Former Indian territory ceded to the British East India Company

The Ceded Districts were a collection of districts in the Deccan region of India that were ceded to the British East India Company by the Nizam Ali Khan, Asaf Jah II of Hyderabad State in 1800. The name was in use during the entire period of the British Raj, even though the denomination had no official weight for legal or administrative purposes. The area largely corresponds to the modern region of Rayalaseema in Andhra Pradesh.

==History==
Following the Treaty of Seringapatam, Tippu Sultan agreed to give his northern territory to the Nizam of Hyderabad in 1792 AD.

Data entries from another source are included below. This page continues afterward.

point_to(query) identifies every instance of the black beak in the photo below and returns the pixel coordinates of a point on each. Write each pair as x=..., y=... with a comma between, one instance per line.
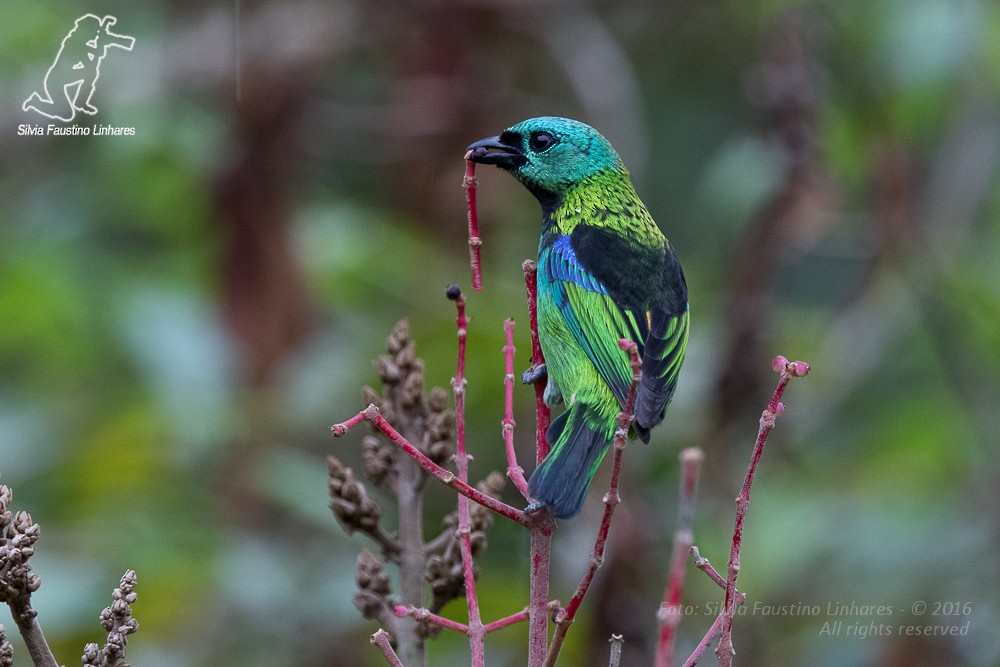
x=492, y=150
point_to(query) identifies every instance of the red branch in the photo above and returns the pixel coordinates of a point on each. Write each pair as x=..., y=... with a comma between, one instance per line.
x=514, y=471
x=477, y=635
x=540, y=546
x=670, y=610
x=611, y=499
x=542, y=413
x=425, y=615
x=788, y=370
x=446, y=477
x=470, y=183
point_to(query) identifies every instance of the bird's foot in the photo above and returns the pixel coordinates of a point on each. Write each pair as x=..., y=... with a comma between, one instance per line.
x=534, y=374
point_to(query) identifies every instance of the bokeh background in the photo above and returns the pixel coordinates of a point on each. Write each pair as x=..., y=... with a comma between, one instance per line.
x=184, y=312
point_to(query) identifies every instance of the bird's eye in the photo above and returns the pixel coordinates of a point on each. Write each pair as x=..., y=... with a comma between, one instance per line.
x=540, y=142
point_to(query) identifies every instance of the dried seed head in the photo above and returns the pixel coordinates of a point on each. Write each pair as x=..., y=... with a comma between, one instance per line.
x=349, y=500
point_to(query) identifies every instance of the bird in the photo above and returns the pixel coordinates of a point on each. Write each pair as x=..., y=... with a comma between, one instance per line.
x=605, y=272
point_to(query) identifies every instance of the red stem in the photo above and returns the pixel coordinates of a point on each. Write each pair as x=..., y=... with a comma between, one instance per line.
x=381, y=640
x=540, y=546
x=514, y=471
x=475, y=630
x=611, y=499
x=470, y=183
x=542, y=413
x=446, y=477
x=670, y=610
x=725, y=650
x=425, y=615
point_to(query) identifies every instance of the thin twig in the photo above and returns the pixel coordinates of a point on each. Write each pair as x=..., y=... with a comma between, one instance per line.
x=514, y=471
x=702, y=564
x=611, y=499
x=540, y=544
x=616, y=642
x=787, y=371
x=372, y=415
x=670, y=610
x=475, y=628
x=381, y=640
x=542, y=413
x=470, y=183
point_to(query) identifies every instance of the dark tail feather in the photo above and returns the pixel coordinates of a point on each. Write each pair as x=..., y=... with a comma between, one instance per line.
x=661, y=362
x=560, y=482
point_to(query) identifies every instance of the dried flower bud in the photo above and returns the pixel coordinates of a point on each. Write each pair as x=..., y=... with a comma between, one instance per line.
x=373, y=585
x=349, y=500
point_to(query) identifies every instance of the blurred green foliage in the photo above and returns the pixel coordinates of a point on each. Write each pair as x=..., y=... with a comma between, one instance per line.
x=183, y=312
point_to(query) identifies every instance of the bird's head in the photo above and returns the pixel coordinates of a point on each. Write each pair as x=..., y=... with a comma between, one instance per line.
x=548, y=154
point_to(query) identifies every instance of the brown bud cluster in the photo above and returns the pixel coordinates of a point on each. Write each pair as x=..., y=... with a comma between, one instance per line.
x=373, y=585
x=349, y=500
x=18, y=534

In 1796 AD, Nizam Asaf Jah II, harassed by the Marathas and Tipu Sultan, opted to get British military protection under Lord Wellesley's doctrine of Subsidiary Alliance. As a part of this agreement, the Nizam ceded a large portion of the acquired territory to the British, to be added to the Madras Presidency. This area became known as the Ceded Districts, a term still used for the areas, and includes the present day districts of Anantapuram, Kadapa (Cuddapah), much of Karnoolu (Kurnool), Bellary, and parts of Tumkur (Pavagada taluk).

After the defeat and death of Tipu Sultan in the Fourth Anglo-Mysore War at Siege of Seringapatam (1799), the Mysooru (Mysore) territories(Map) were divided up among the Wodeyars, the Nizam and the British East India Company.